A trio of big-ticket projects has put Flushing Meadows Corona Park in the sights of community activists, parks advocates and Queens residents; its chewed up fields, persistent flooding and dilapidated state have become part of a broader discussion about the economic inequality between parks across the city.
In Flushing Meadows’ case, the shoddy conditions justified pushes by the city and developers to find alternate uses, including an expansion of the United States Tennis Association’s grounds, the creation of a mall alongside Citi Field and a Major League Soccer stadium.
The renewed focus on the park also left many wondering why FMCP was ever allowed to deteriorate in the first place. The City Council’s Committee on Parks and Recreation hopes to get answers next Friday, June 7, when it will hold an oversight hearing into the condition and needs of Flushing Meadows Corona Park.
The gathering will start at 1 p.m. at the 16th floor committee room at 250 Broadway, allowing for public testimony while also giving the seven-member committee a chance to question Parks Commissioner Veronica White.
It will be a rare turn for Flushing Meadows, a park that otherwise does not seem to garner much attention at the municipal level. It has 18 full-time staff members to maintain and repair what was 1,250 acres of parkland that mysteriously shrunk to just under 900 acres, according to the Parks Department's web site.
The Parks Department has not responded to months and months of inquiries by the Queens Chronicle, seeking an explanation for the shrinking acreage listed on the city's own FMCP-dedicated web page.
The Council’s parks committee includes four members of the borough’s delegation, with Councilwoman Julissa Ferreras (D-East Elmhurst) pressing for the hearing at the behest of the Fairness Coalition of Queens, a group that has been fighting the three recent projects proposed for the park.
“It is my goal that the park’s budgetary, safety and maintenance issues will be addressed,” the lawmaker said in a statement. “Many New Yorkers who do not live in Queens are unaware of the issues this park has faced, and it is time we all start thinking and talking about it.”
The hearing was sparked, in part, by some of the very same complaints used by the city to justify projects that would have eaten away at parkland.

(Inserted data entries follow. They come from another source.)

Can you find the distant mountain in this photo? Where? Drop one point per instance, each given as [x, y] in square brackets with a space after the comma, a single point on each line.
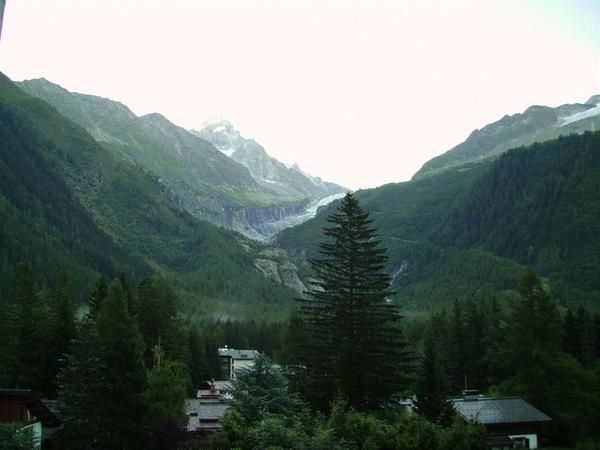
[536, 124]
[70, 203]
[203, 180]
[467, 225]
[263, 167]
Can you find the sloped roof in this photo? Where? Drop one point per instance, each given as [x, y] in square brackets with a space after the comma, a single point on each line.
[204, 413]
[238, 354]
[506, 410]
[35, 406]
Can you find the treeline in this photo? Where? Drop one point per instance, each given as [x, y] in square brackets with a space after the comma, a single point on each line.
[121, 369]
[539, 206]
[520, 347]
[267, 413]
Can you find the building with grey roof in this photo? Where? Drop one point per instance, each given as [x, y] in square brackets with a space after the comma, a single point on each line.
[510, 422]
[233, 361]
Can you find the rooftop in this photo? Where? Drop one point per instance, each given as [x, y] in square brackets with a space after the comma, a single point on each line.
[238, 354]
[204, 414]
[503, 410]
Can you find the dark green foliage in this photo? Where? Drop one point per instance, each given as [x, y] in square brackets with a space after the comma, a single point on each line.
[431, 387]
[97, 296]
[263, 391]
[121, 347]
[538, 370]
[468, 232]
[14, 437]
[42, 221]
[155, 310]
[354, 345]
[82, 389]
[165, 394]
[62, 328]
[539, 206]
[31, 328]
[68, 203]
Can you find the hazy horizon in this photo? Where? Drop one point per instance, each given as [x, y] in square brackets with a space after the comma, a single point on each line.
[358, 93]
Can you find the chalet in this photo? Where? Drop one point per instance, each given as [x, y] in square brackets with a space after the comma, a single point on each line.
[23, 407]
[510, 422]
[233, 361]
[210, 404]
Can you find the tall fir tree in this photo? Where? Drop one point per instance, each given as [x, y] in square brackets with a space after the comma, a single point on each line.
[82, 389]
[62, 328]
[456, 350]
[354, 345]
[155, 312]
[121, 347]
[31, 328]
[432, 386]
[97, 296]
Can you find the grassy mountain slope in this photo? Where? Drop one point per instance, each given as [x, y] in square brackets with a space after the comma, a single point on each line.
[207, 183]
[130, 212]
[468, 231]
[536, 124]
[539, 206]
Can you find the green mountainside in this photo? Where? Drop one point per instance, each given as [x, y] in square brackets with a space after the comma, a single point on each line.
[535, 124]
[468, 231]
[206, 182]
[70, 203]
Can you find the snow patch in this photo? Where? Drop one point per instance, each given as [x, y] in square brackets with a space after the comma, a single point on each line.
[228, 151]
[595, 111]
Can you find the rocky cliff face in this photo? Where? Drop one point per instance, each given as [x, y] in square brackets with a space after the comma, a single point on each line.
[536, 124]
[263, 167]
[248, 192]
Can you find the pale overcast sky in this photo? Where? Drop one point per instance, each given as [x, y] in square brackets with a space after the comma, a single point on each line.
[358, 92]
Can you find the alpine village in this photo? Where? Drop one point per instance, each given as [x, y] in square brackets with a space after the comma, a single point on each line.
[173, 288]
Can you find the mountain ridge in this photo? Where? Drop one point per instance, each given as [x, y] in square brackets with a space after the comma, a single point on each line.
[536, 124]
[207, 183]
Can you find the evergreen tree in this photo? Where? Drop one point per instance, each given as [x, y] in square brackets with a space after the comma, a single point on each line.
[7, 341]
[456, 350]
[533, 341]
[263, 390]
[196, 359]
[432, 388]
[82, 389]
[155, 311]
[31, 328]
[97, 296]
[354, 345]
[121, 347]
[571, 336]
[166, 392]
[62, 328]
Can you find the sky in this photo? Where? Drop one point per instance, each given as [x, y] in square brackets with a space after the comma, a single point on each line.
[359, 92]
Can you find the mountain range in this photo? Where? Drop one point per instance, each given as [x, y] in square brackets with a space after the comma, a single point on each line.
[68, 202]
[89, 187]
[230, 188]
[473, 218]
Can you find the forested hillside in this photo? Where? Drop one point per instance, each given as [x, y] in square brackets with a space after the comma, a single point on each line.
[467, 232]
[70, 204]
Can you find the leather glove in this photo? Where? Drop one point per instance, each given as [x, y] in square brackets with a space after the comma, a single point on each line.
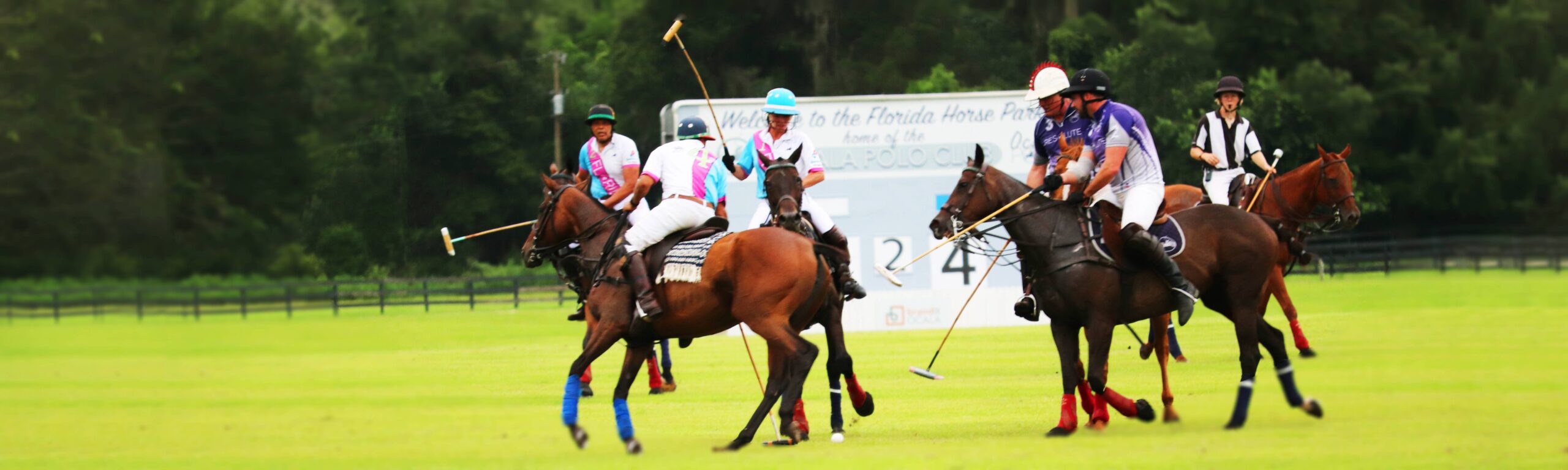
[1051, 184]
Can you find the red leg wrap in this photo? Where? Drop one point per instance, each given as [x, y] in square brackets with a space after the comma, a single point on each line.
[654, 381]
[1125, 406]
[1088, 398]
[1300, 337]
[857, 394]
[1068, 412]
[800, 417]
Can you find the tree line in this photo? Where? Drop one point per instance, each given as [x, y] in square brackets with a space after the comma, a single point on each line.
[300, 138]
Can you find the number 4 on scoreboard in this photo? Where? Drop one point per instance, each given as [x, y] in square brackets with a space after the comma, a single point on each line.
[963, 262]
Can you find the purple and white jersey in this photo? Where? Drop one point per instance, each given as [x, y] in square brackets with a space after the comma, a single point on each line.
[1121, 126]
[687, 170]
[1046, 133]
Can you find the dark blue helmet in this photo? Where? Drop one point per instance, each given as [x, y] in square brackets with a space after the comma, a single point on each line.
[690, 129]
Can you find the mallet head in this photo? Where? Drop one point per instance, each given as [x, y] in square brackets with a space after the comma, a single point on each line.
[889, 276]
[673, 29]
[446, 237]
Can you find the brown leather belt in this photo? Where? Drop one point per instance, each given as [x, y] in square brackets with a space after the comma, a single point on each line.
[689, 198]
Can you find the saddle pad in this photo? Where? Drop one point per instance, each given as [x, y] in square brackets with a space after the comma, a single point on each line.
[684, 262]
[1170, 236]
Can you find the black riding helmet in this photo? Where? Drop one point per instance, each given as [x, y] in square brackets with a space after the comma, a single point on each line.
[1230, 83]
[1092, 80]
[601, 112]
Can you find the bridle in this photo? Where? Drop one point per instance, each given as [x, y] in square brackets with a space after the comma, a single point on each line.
[1335, 220]
[548, 217]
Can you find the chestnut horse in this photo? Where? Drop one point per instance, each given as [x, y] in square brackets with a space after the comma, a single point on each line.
[1082, 292]
[777, 306]
[576, 267]
[1291, 201]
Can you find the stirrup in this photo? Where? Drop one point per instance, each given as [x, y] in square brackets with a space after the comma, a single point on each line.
[1185, 304]
[1029, 311]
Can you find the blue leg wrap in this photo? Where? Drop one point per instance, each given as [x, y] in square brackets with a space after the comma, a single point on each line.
[575, 390]
[1244, 398]
[836, 398]
[1288, 382]
[623, 419]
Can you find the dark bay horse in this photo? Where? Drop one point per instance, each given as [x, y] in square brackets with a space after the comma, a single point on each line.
[785, 190]
[1084, 292]
[771, 279]
[576, 267]
[1291, 201]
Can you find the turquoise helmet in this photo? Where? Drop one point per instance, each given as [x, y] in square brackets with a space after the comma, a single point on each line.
[782, 101]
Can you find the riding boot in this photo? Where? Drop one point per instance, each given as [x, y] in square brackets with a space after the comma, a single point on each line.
[852, 289]
[1148, 251]
[637, 272]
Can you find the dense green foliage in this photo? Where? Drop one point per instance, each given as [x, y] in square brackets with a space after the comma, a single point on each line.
[1415, 372]
[334, 137]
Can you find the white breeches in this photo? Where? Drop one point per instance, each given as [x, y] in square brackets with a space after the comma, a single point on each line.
[819, 217]
[637, 214]
[670, 217]
[1137, 204]
[1219, 184]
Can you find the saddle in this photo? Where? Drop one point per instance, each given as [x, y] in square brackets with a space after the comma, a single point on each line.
[1102, 222]
[656, 255]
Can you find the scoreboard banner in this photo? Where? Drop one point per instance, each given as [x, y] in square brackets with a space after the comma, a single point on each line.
[891, 162]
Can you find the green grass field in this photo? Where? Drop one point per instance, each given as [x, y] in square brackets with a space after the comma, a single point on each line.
[1415, 370]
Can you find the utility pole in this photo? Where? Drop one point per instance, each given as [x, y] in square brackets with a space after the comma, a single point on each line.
[559, 104]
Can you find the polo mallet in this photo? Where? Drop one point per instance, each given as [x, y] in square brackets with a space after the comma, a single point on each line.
[927, 370]
[892, 276]
[1278, 152]
[675, 35]
[777, 438]
[446, 237]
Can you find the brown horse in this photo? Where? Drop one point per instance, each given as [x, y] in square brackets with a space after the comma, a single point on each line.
[1291, 201]
[1084, 292]
[576, 267]
[771, 279]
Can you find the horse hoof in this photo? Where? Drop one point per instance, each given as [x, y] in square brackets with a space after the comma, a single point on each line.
[1145, 411]
[579, 436]
[1313, 408]
[866, 408]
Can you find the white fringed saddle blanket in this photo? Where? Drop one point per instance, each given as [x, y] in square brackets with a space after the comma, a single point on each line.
[684, 262]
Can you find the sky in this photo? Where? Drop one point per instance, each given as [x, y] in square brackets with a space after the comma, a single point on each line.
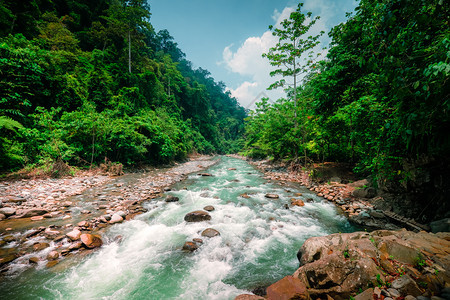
[228, 37]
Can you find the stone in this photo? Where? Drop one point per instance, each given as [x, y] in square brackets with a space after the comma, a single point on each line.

For example, the sorry state of the Pool of Industry was a selling point for MLS when it pushed the creation of a 25,000-seat soccer stadium atop the Fountain of the Planets. That project now appears to be dead, but MLS did bring up a good point.
“Why is the Fountain of the Planets one of the dirtiest parts of the park?” asked the Fairness Coalition’s Will Sweeney, who said FMCP has been “mismanaged, understaffed and ignored for too long.”
The state of the fountain is just one part of Sweeney’s longer list of ills, which includes: cars parked on the grass during the U.S. Open; a strategy for the persistent flooding in the park; the seemingly abandoned strategic plan for FMCP and accountability for the alleged corruption perpetrated by the now-deceased Estelle Cooper, who was charged with stealing $50,000 originally meant for the park.
Sweeney hopes all these questions and more will be addressed by White when she sits before the committee. But there’s one that sticks in the craw of most park activists: money.
FMCP stands as one of the city’s most underfunded and understaffed parks. Unlike its marquee siblings in Manhattan and Brooklyn, it doesn’t benefit from wealthy donors funneling cash into a nonprofit organization aimed at maintaining the park.
Councilman and Parks Committee member Danny Dromm (D-Jackson Heights) is wondering if Flushing Meadows is really getting an equitable amount of funding, considering it’s home to the USTA and the Mets.
“How much do they give? How much do the Mets give back?” Dromm said, adding he’s skeptical the tenants contribute much at all. “Why are they getting away with a free pass?”
For Sweeney, bridging that income gap should be a priority for the city and committee.
“We have to make sure that the money that is generated in the park is directly invested back in the park,” he said. “We can no longer be a cash machine for Manhattan mayors to finance beautiful things in other parts of the city.”
Ferreras sounded as if she’d be the one to press the issue.
“There is no reason for FMCP to be treated any less than Central Park or Prospect Park, especially when it has such a rich history as the home of the 1939 and 1964 World’s Fairs,” she said.